On the Road is a 2012 French-Bristish-Brazillian adventure drama film that was directed by Walter Salles. It is an adaptation of the 1957 novel of the same name written by Jack Kerouac. The film has several notable names like Kirsten Dunst and Amy Adams, but focuses primarily on Garrett Hedlund, Sam Riley, Kristen Stewart, and Tom Sturridge.
The story is based around the years Kerouac spent traveling the United States in the late 1940s with his friends. Sal Paradise is a struggling writer that’s looking for inspiration. His father has just died, and after a visit to his grave, he decides to join his friends on the road. From there, the film advances without much in the way of a linear path, and we begin to see more about the characters, particularly Dean Moriarty.
I remembered hearing about this film a while back, but I never paid it much attention. I saw one or two of the trailers, but considering it took me two years after its release to find it, none of it was very impressionable. However, while looking through a list of IFC Films, I found it once more and decided to watch it. They have an interesting track-record for me. I didn’t care for Antiviral, Heartless was interesting, and I particularly liked Maniac, Shadow and Sightseers. I figured that they had more hits than misses at this point.

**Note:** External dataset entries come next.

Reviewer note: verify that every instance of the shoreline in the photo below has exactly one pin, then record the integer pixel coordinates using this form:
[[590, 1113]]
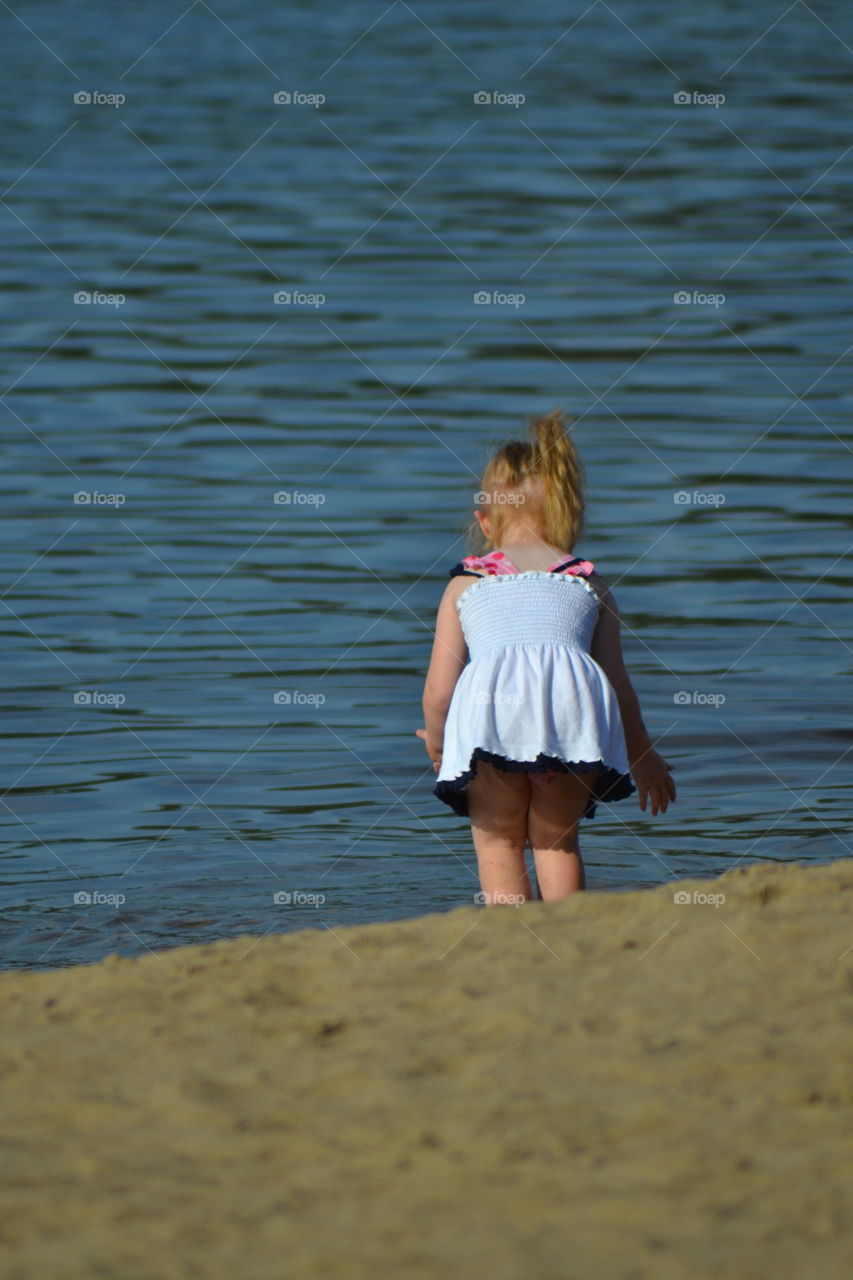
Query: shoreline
[[615, 1083]]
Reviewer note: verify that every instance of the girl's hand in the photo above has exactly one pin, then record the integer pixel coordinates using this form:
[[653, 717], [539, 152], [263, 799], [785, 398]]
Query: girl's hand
[[433, 752], [652, 777]]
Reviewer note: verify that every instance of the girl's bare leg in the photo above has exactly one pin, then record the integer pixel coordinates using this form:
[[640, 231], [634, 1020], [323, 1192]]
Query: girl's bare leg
[[553, 817], [497, 805]]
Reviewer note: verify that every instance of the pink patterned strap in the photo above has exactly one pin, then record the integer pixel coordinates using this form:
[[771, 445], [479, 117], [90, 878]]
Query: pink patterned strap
[[498, 563]]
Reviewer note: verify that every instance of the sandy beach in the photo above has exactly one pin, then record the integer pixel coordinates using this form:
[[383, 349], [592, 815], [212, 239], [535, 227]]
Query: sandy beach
[[612, 1086]]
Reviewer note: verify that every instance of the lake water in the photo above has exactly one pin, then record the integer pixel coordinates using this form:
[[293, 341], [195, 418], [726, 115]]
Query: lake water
[[147, 631]]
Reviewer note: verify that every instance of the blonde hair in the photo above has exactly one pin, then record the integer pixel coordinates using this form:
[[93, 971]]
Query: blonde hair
[[537, 485]]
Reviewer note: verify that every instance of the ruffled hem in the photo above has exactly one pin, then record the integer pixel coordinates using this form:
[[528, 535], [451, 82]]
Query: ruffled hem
[[610, 785]]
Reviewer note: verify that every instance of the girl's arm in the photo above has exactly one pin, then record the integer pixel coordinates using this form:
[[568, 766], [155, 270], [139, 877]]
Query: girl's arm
[[651, 772], [448, 658]]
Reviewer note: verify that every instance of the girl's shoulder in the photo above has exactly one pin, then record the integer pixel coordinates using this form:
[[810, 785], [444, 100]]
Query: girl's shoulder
[[496, 563]]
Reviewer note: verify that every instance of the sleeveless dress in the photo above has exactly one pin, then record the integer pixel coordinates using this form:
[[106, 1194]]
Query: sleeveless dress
[[530, 698]]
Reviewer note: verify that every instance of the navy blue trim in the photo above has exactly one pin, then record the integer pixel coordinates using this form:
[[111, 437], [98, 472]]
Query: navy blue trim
[[610, 785]]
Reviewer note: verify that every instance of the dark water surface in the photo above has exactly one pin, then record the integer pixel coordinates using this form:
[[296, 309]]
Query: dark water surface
[[715, 433]]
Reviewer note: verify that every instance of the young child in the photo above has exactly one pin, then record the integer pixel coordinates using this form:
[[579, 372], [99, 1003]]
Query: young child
[[542, 722]]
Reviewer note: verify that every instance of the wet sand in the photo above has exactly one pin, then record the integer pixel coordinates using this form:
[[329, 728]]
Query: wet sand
[[612, 1086]]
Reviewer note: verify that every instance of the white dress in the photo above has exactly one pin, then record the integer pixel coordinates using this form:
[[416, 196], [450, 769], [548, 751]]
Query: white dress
[[532, 698]]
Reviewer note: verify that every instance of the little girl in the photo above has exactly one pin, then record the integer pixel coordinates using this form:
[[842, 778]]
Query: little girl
[[542, 721]]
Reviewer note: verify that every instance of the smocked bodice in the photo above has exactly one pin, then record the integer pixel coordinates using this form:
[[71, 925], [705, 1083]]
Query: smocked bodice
[[539, 608]]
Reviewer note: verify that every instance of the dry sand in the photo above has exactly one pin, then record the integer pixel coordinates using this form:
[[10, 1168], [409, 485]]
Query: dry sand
[[612, 1086]]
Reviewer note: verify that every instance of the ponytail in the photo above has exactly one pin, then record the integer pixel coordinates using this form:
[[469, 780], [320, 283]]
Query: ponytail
[[559, 464], [537, 485]]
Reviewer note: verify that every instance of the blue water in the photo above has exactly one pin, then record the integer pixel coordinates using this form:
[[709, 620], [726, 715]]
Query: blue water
[[182, 599]]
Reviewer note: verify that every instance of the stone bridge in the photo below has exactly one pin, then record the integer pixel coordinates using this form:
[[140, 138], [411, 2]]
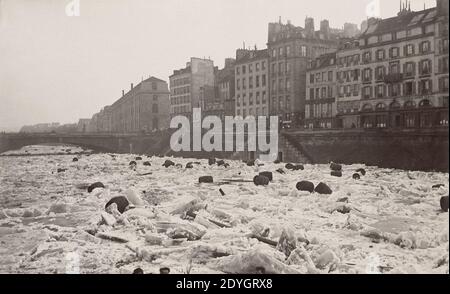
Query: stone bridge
[[152, 144]]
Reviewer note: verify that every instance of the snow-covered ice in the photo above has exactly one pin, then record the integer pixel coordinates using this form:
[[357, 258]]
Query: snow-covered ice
[[49, 223]]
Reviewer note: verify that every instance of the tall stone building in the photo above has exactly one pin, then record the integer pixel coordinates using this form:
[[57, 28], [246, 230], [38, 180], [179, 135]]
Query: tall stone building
[[290, 49], [400, 74], [187, 85], [144, 108], [251, 82], [395, 74], [219, 100], [320, 106], [348, 78]]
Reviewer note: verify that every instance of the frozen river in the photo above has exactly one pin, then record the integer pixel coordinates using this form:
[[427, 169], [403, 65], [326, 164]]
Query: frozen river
[[389, 221]]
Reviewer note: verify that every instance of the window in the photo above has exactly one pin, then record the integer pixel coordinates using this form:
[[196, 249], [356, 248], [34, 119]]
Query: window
[[330, 76], [367, 75], [443, 84], [367, 92], [155, 123], [303, 51], [379, 73], [380, 106], [425, 67], [394, 52], [281, 67], [425, 47], [317, 77], [443, 64], [394, 90], [409, 49], [367, 107], [380, 54], [443, 46], [409, 69], [408, 88], [424, 87], [394, 68], [367, 56], [380, 91], [324, 92], [425, 103], [356, 75]]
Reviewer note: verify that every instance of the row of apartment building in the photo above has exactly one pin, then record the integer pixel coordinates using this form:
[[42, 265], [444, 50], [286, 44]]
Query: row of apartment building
[[395, 74], [392, 73]]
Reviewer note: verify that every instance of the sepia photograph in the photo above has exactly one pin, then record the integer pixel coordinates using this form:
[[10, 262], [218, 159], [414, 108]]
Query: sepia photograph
[[224, 137]]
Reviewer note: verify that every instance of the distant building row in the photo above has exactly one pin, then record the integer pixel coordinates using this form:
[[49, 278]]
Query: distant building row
[[395, 74]]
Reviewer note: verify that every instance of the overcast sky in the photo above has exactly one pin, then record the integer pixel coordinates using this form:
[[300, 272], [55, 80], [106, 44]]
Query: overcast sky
[[57, 68]]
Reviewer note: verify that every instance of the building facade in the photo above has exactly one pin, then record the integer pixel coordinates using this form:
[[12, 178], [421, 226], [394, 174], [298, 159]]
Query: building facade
[[348, 78], [401, 82], [144, 108], [320, 105], [225, 89], [251, 83], [290, 51], [188, 84]]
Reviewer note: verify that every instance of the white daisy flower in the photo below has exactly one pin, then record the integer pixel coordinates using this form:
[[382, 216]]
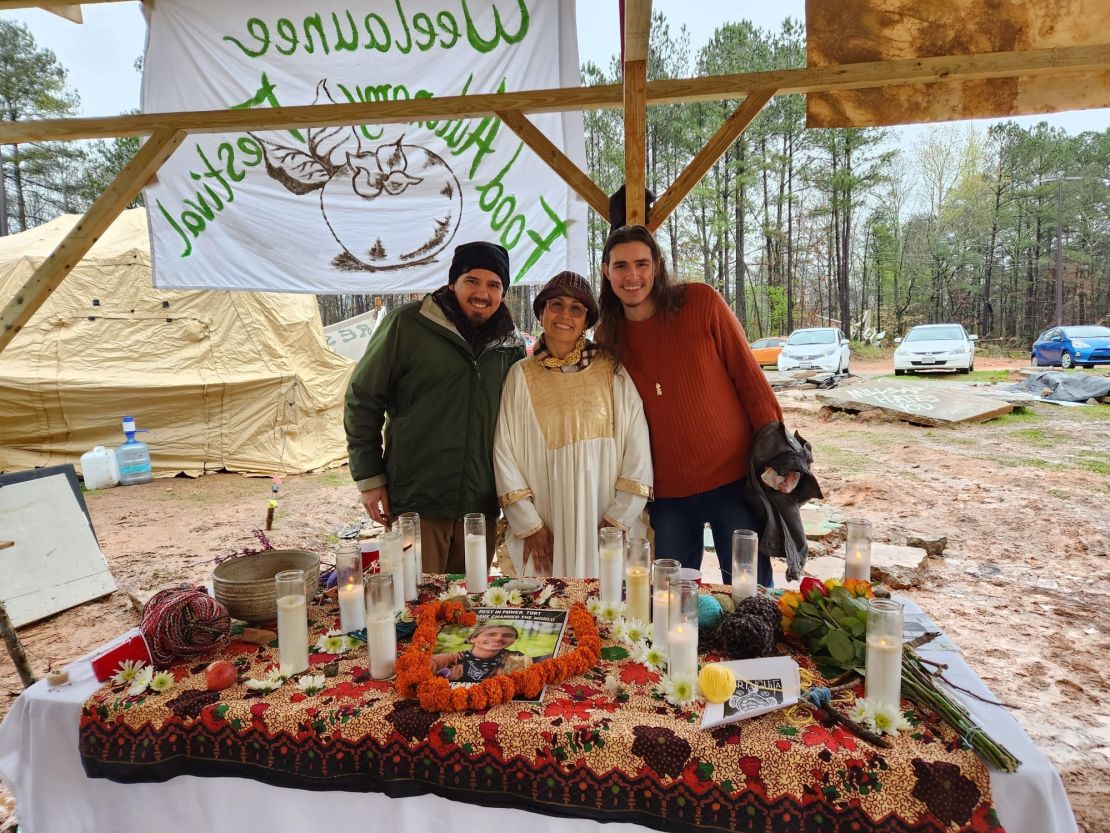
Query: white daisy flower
[[162, 681], [312, 683], [141, 681], [271, 682], [639, 652], [634, 630], [863, 713], [495, 598], [611, 611], [333, 642], [889, 720], [453, 591], [679, 691], [128, 671], [612, 685]]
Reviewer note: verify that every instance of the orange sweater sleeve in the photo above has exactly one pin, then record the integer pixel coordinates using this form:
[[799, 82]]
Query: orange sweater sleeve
[[752, 387]]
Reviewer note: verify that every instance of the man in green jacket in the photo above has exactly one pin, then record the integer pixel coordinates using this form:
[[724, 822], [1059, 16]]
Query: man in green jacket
[[432, 375]]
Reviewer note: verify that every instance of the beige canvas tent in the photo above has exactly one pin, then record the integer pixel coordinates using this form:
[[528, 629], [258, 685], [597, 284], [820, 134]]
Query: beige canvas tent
[[222, 380]]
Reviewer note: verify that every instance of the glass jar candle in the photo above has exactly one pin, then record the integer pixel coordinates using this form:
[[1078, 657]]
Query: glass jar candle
[[857, 553], [682, 633], [611, 562], [883, 665], [637, 580], [745, 561], [292, 622], [381, 626], [477, 570], [413, 556], [350, 589]]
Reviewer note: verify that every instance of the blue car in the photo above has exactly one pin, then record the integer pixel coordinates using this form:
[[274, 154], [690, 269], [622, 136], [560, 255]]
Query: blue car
[[1070, 347]]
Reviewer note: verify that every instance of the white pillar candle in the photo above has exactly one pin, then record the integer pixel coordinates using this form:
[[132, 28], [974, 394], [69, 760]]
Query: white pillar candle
[[412, 571], [659, 618], [382, 643], [612, 572], [884, 671], [637, 592], [292, 634], [744, 585], [391, 560], [476, 571], [682, 651], [352, 608]]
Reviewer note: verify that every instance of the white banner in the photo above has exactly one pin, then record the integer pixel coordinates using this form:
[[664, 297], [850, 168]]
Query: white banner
[[366, 208]]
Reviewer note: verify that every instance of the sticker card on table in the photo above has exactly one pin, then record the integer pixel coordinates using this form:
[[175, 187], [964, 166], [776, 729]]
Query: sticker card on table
[[763, 685]]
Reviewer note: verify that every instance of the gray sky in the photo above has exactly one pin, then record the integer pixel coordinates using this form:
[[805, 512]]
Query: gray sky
[[100, 53]]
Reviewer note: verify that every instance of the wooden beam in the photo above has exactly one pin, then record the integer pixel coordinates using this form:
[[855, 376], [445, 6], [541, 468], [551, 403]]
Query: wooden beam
[[10, 4], [70, 12], [819, 79], [635, 110], [557, 161], [637, 30], [705, 158], [82, 237]]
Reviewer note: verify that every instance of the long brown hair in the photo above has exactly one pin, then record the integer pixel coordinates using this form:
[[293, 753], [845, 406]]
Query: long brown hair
[[667, 297]]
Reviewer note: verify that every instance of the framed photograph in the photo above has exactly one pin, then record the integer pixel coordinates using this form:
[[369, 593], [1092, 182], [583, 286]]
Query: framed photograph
[[503, 641], [762, 685]]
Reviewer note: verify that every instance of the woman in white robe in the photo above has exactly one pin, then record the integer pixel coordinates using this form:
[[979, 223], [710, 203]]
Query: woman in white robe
[[571, 452]]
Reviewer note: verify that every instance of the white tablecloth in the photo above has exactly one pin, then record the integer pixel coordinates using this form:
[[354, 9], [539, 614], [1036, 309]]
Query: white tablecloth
[[39, 763]]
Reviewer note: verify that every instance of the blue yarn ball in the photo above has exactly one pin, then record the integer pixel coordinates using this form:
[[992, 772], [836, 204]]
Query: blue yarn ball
[[709, 612]]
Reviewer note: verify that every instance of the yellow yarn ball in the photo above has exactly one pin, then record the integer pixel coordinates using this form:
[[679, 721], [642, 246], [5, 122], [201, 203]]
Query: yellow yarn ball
[[717, 682]]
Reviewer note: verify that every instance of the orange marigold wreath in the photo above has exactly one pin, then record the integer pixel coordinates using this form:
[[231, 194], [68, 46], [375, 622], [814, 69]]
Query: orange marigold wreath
[[434, 693]]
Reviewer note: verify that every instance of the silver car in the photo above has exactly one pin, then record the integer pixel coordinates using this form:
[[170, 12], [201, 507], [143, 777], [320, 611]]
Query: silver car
[[817, 348], [935, 347]]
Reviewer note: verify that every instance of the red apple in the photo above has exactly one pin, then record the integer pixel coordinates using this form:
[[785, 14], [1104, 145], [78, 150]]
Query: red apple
[[221, 674]]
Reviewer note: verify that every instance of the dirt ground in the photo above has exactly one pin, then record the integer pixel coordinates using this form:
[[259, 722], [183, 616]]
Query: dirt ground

The film has a run-time of two-hours and seventeen minutes, and with the nonlinear, short-winded scenes, it certainly felt like that amount of time. Saying that something is nonlinear doesn’t have to be an insult, look at something like Pulp Fiction for instance. Unfortunately, On the Road is particularly up to task to do justice to that comparison.
On the Road is a long and bloated movie, but more importantly, it doesn’t feel as if it knows exactly what it’s trying to say. This is speaking for more than merely the storytelling, but such inconsistency with the actors in their roles. There were moments when they were sad, a lot, and times when I felt like it seemed abrupt and misplaced. Moments of sentiment that didn’t mean anything because they weren’t made to mean anything. Garrett Hedlund and Sam Riley do very well in their performances. They weren’t bad, and they really seemed like they had some heart and emotion in their performances. The Dean Moriarty character was one of the small silver-lining’s to this film.
Dean is an intriguing character to witness. He has an insatiable desire that he can’t seem to control, as well as a compulsive need for chaos. It legitimately seems like the character can’t help it. I mean, he seems like a terrible person, but there certain moments where it’s easy to feel sympathy for him. Other-wise, there wasn’t really any other actors worth noting, at least in terms of their performances in this film.
Visually, the film looks very nice, they did very well with the camerawork and cinematography, if nothing else, it looks good. The concepts could have worked, but it wasn’t on the cards. The film feels too long, too cluttered, and too inconsistent with everything that is trying to get across. You can feel the ambition behind it, and if you overlook the directionless aspects, there’s a very interesting character in Dean.
In conclusion, I had trouble staying awake for most of the moments in this movie. That isn’t meant as a stab, but meant more as a realistic description for my experience. It felt long, allover the place, and for every good moment, there was three or four moments of nothingness to follow.